Im zentralen politikwissenschaftlichen Forschungsfeld der EU-Studien kann seit geraumer Zeit die Etablierung eines konzeptionellen und methodologischen ‚Mainstreams‘ beobachtet werden, der tief in rationalistischen Forschungsparadigmen verankert ist und sich selbst in institutionellen und diskursiven Kontexten reproduziert. Wie Ian Manners und Richard Whitman (2016) argumentieren, zeigen allerdings insbesondere die multiplen Krisen der EU in jüngerer Zeit die Grenzen etablierter neoliberaler und intergovernmentaler Theorieschulen auf und laden kritische und ‚dissidierende‘ Perspektiven auf die EU-Studien ein. In dieser Lesart sollten Machtbeziehungen oder die Rolle von Narrativen und Praktiken für politische Dynamiken in der EU und in den EU-Außenbeziehungen stärkere Aufmerksamkeit erfahren und auch der Mehrwert beispielsweise postkolonialer oder poststrukturalistischer Theorien für die EU-Forschung erschlossen werden.

 

In diesem Lektürekurs sollen einige wegweisende und aktuelle Beiträge erschlossen werden, die den ‚Mainstream‘ der EU-Studien erweitern. Hierzu werden in einem ersten Schritt grundlegende theoretische Ansätze und Debatten des Forschungsfeldes aufgearbeitet und wegweisende analytische Konzepte wie etwa die Multlievel Governance hierin verortet. Im zweiten Teil des Kurses werden dann ausgewählte Impulse und Studien aus dem Bereich alternativer theoretischer Ansätze gemeinsam erarbeitet. Eine Reflexion über die Relevanz dieser Ansätze für (eigene) Forschungsarbeiten bildet den Abschluss des Seminars.

 

Die Teilnehmenden des Kurses erweitern ihr Wissen über theoretische Konzepte zur Erforschung der Europäischen Union und anderer regionaler politischer Dynamiken.

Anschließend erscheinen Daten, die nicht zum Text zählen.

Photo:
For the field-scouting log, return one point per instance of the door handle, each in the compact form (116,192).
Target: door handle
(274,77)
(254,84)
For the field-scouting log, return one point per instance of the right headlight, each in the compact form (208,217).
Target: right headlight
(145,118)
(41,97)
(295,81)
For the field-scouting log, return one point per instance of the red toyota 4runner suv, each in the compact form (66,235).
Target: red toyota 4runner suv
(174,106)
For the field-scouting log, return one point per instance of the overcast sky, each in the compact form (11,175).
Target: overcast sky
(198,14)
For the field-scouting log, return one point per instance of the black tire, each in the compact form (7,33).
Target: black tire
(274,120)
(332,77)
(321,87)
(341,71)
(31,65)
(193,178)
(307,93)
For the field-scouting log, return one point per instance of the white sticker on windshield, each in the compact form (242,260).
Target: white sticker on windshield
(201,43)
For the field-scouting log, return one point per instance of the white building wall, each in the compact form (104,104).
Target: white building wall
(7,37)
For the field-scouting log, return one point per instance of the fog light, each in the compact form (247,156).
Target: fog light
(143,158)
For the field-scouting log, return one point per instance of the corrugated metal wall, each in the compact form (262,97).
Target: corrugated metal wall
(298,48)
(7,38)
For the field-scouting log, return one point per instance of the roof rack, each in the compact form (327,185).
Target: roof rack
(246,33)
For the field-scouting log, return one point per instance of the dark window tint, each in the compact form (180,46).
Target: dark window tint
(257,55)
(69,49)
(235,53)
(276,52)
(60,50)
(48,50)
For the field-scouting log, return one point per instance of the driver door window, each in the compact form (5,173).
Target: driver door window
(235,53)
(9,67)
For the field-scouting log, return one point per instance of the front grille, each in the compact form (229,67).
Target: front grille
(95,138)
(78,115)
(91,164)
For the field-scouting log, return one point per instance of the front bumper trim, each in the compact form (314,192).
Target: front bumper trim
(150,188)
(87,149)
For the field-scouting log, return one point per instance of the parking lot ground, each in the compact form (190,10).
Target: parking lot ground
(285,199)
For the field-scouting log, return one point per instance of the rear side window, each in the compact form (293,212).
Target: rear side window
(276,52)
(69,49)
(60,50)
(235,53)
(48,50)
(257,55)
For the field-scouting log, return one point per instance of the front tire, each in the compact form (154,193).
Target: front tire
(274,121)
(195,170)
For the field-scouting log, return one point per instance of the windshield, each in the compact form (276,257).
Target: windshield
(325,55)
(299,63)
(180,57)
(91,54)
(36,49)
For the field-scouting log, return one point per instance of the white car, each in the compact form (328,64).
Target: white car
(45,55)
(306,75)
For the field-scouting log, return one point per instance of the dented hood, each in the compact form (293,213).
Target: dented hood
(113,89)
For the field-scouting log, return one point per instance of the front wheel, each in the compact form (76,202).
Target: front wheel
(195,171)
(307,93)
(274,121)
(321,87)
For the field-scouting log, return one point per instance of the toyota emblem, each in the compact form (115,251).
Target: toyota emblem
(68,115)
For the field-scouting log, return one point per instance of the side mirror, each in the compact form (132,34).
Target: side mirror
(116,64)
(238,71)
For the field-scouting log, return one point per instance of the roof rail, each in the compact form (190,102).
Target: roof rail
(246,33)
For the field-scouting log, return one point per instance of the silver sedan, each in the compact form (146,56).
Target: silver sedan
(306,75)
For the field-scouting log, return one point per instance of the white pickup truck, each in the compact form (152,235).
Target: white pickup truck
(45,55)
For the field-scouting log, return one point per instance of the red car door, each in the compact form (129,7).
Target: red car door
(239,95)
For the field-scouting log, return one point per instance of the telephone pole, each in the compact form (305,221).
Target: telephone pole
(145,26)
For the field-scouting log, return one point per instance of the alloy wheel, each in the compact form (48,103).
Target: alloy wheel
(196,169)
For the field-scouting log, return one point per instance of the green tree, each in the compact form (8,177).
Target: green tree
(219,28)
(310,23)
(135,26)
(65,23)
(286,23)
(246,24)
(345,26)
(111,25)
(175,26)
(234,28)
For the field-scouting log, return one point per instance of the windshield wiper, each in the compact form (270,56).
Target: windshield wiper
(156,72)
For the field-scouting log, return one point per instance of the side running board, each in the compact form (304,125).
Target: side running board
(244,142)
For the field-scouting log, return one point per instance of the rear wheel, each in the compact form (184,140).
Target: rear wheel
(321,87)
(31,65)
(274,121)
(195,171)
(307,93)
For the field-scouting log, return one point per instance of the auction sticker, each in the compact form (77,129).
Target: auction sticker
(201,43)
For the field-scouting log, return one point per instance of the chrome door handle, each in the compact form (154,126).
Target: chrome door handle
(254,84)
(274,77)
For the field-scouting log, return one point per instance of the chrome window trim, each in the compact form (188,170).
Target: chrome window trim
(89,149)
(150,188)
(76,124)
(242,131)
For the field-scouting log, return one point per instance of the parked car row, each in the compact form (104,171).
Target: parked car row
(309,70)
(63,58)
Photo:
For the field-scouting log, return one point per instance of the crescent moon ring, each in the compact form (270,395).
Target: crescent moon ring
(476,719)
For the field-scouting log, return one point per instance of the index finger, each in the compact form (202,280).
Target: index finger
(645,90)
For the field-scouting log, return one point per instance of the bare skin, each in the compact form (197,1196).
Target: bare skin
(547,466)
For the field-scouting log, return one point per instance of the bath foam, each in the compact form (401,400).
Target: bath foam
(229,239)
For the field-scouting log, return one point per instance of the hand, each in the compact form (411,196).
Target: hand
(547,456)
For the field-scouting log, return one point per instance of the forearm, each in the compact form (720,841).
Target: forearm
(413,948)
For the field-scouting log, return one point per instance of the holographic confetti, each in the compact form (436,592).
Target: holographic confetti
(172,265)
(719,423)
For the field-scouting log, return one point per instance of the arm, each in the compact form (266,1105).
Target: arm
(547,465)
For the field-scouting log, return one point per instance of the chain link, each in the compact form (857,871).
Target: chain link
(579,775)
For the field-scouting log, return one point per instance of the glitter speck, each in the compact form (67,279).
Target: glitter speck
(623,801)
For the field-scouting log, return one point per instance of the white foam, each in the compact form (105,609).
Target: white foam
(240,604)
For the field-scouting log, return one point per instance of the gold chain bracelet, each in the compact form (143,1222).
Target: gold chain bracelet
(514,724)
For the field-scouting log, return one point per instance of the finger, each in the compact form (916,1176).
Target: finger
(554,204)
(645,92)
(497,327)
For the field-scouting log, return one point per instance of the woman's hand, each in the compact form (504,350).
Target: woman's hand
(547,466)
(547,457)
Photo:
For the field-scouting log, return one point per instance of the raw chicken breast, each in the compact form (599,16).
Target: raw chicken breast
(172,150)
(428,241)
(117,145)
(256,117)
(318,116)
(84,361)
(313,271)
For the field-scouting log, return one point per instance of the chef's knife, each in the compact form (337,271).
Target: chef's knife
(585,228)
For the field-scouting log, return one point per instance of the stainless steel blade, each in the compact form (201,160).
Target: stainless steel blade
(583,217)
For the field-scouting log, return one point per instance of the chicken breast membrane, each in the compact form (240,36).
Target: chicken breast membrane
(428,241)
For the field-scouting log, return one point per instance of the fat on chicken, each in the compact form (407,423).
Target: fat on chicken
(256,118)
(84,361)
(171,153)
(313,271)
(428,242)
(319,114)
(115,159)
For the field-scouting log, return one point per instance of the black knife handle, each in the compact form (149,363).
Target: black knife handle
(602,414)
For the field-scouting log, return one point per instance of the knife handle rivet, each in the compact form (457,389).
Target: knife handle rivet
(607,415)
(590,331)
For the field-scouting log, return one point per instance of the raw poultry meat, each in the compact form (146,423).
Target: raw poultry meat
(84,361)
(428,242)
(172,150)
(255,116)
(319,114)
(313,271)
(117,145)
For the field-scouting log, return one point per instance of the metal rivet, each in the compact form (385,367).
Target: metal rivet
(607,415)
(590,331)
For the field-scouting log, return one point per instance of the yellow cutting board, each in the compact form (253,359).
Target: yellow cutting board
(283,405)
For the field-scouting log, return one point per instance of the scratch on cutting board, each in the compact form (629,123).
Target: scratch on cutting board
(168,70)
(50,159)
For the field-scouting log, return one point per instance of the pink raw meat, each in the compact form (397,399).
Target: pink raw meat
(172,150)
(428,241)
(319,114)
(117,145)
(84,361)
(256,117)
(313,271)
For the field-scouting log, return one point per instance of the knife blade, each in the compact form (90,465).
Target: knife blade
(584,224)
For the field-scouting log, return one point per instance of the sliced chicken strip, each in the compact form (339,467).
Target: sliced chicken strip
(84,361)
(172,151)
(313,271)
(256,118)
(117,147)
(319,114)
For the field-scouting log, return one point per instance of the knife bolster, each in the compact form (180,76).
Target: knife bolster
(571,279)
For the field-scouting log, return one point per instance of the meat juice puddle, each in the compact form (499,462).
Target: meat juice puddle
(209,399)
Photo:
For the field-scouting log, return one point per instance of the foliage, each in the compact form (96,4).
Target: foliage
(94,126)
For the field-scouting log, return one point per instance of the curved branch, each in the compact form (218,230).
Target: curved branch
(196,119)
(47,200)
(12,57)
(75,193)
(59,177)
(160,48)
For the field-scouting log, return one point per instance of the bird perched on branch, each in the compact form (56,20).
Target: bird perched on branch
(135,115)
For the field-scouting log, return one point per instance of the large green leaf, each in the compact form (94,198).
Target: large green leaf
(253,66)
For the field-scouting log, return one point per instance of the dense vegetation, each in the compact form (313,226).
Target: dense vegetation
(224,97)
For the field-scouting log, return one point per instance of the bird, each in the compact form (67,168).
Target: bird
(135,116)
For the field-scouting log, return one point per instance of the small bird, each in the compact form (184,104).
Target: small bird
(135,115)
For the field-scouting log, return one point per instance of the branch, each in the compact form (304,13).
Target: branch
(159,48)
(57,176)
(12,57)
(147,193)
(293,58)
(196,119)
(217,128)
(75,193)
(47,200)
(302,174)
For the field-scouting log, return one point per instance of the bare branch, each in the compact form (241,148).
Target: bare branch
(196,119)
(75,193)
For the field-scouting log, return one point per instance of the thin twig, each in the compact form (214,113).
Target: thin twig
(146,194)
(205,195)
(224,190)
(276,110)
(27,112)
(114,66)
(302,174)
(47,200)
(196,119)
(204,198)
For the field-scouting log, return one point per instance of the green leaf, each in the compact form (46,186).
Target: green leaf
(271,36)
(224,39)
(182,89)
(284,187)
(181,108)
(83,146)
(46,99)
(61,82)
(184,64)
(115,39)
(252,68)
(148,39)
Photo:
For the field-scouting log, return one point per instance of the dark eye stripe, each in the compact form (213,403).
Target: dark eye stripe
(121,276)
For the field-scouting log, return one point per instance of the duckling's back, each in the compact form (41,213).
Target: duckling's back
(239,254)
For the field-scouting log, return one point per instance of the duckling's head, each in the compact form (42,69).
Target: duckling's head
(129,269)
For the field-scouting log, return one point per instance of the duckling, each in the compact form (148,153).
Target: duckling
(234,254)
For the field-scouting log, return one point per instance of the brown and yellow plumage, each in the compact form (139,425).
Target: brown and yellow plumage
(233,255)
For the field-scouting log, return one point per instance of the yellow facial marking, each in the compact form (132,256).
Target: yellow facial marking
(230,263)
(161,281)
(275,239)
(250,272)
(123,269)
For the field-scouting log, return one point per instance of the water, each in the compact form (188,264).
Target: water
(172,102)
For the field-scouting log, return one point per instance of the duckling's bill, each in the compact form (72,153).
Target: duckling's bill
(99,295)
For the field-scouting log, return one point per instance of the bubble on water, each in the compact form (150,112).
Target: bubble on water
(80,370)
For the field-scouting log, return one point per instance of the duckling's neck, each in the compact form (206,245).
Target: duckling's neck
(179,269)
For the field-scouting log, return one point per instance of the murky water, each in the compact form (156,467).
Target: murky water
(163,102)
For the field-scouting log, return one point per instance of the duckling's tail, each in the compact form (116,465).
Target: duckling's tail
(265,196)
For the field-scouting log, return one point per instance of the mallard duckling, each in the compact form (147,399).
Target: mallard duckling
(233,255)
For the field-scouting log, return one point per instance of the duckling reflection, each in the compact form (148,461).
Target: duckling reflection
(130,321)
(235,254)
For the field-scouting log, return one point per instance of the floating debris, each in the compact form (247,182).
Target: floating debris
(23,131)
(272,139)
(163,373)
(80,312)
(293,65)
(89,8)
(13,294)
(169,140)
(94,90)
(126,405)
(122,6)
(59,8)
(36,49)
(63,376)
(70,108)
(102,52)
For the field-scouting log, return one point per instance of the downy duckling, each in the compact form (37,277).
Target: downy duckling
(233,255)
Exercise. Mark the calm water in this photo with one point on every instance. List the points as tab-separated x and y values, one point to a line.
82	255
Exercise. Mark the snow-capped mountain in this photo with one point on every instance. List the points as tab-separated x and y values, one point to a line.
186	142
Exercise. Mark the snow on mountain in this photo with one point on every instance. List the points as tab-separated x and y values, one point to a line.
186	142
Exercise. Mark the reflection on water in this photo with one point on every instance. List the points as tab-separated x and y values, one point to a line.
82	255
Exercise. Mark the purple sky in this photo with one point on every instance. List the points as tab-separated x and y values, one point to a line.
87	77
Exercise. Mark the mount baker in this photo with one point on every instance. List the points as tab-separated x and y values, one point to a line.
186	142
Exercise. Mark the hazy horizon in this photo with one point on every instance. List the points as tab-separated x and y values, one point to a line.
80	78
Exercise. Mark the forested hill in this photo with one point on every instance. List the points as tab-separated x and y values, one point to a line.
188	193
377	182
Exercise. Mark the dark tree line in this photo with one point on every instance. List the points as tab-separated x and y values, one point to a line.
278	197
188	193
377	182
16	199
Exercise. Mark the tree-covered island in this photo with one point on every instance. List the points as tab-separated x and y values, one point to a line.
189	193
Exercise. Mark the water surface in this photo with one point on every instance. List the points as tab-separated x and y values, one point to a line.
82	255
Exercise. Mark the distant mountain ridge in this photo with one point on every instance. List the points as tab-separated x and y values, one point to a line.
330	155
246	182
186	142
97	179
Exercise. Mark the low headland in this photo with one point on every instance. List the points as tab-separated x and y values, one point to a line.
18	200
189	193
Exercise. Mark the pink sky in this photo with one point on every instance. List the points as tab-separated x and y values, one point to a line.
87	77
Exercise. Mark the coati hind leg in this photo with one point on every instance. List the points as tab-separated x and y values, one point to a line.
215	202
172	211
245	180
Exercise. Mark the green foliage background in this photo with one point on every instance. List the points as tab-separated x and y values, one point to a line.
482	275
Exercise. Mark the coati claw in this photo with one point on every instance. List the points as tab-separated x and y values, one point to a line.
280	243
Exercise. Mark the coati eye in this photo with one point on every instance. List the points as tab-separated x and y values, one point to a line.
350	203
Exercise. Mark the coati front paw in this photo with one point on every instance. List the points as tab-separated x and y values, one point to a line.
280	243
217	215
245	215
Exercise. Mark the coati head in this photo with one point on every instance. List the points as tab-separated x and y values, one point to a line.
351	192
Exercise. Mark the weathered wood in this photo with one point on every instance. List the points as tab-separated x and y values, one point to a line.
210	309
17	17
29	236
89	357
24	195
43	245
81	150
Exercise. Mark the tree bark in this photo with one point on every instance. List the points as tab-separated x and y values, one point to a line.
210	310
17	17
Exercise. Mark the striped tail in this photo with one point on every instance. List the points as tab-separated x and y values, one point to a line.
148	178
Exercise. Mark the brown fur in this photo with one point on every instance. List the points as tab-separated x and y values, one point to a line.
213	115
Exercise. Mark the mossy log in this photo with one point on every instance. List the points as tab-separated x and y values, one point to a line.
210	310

Sie lernen zentrale Ansätze der EU-Studien kennen und können diese im Forschungsfeld verorten. Methodisch erwerben die Teilnehmenden Fähigkeiten in der Erschließung konzeptioneller Forschungsarbeiten und deren Anwendbarkeit für eigene Projekte.

 

Der Kurs setzt die Bereitschaft zur intensiven Arbeit an englischsprachigen Fachartikeln heraus, die die die Grundlage für die Diskussionen im Seminar bilden. Erste Kenntnisse der EU-Forschung, etwa aus Veranstaltungen der Internationalen Beziehungen oder zur Europäischen Integration sind wünschenswert aber nicht zwingend erforderlich. Als Studienleistung ist die Übernahme einer Textpatenschaft (Vorstellung des Hintergrunds & Kernarguments, Klärung zentraler Begriffe) sowie die Anfertigung eines Sitzungsprotokolls vorgesehen. Der Kurs kann mit einer Prüfungsleistung in Form einer Hausarbeit (nach Maßgabe der Studienordnung) abgeschlossen werden. Weitere Absprachen zur Kursgestaltung werden in der ersten Seminarsitzung getroffen.#

 

Lektüre zur Einführung:

Manners, Ian; Whitman, Richard (2016): Another Theory is Possible: Dissident Voices in Theorising Europe. Journal of Common Market Studies 54(1), pp.3-19. doi: 10.1111/jcms.12332.